The fallout from the recent decision of the High Court of Australia in Patel v The Queen has highlighted the fact that “justice” is a construct of perception and certainly in legal terms is not an absolute.
Dr. Patel was granted bail after the High Court granted him special leave, set aside the order of the Queensland Court of Appeal, quashed his convictions and ordered that a new trial be had.
Following the announcement in the media of Dr. Patel’s successful appeal families of the “victims” of Dr. Patel and other interested parties voiced their concern that an injustice had been done. And they were right – a grave injustice had been perpetrated and we know that because the judgment of the High Court described the injustice that had been done to Dr. Patel. That of course is not the injustice of which the interested parties were speaking.

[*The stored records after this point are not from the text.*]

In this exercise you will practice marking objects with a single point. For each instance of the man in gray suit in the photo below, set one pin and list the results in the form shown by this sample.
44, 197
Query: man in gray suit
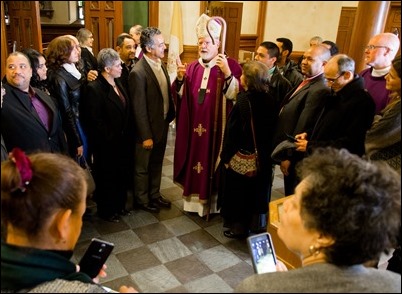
300, 109
153, 108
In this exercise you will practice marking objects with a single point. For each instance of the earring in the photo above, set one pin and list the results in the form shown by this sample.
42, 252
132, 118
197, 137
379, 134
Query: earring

The only guarantee in criminal litigation is that one party will be disappointed at the conclusion of any trial – either the accused or the complainant/complainant’s family.

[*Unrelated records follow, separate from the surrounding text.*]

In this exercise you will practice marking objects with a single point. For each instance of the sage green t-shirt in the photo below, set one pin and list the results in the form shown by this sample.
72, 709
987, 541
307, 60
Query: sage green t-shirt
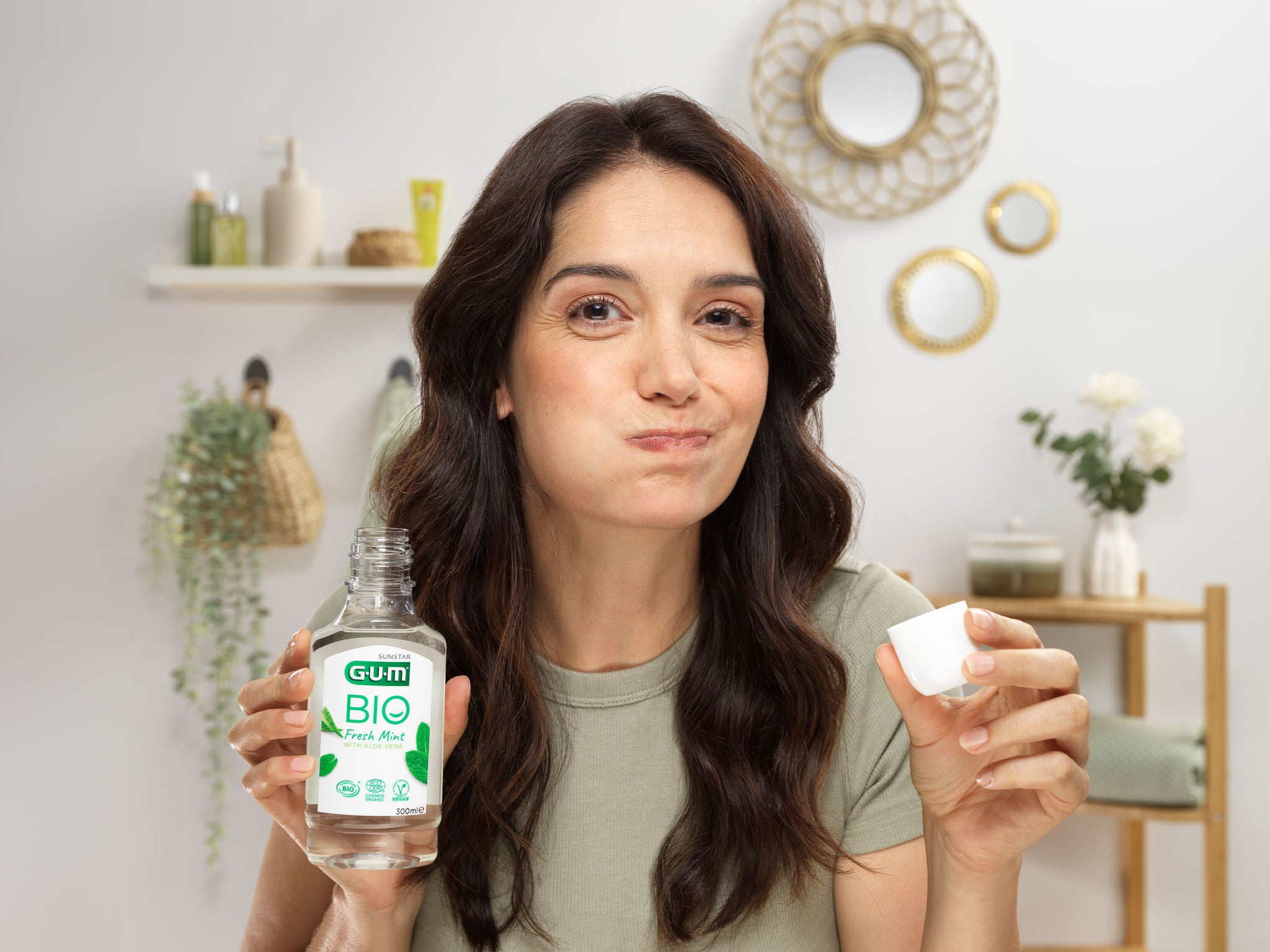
621, 787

The use of words like victim before a finding of fact is made by the jury seriously skews the perception of the public when viewing a matter. Simply because a person is charged with an offence does not mean that they have in fact committed the offence as charged, or at all. History is littered with vexatious claims leveled against every day Australians for a myriad of reasons. So when someone is acquitted of an offence has justice been served or has there been an injustice? It depends on how you look at it.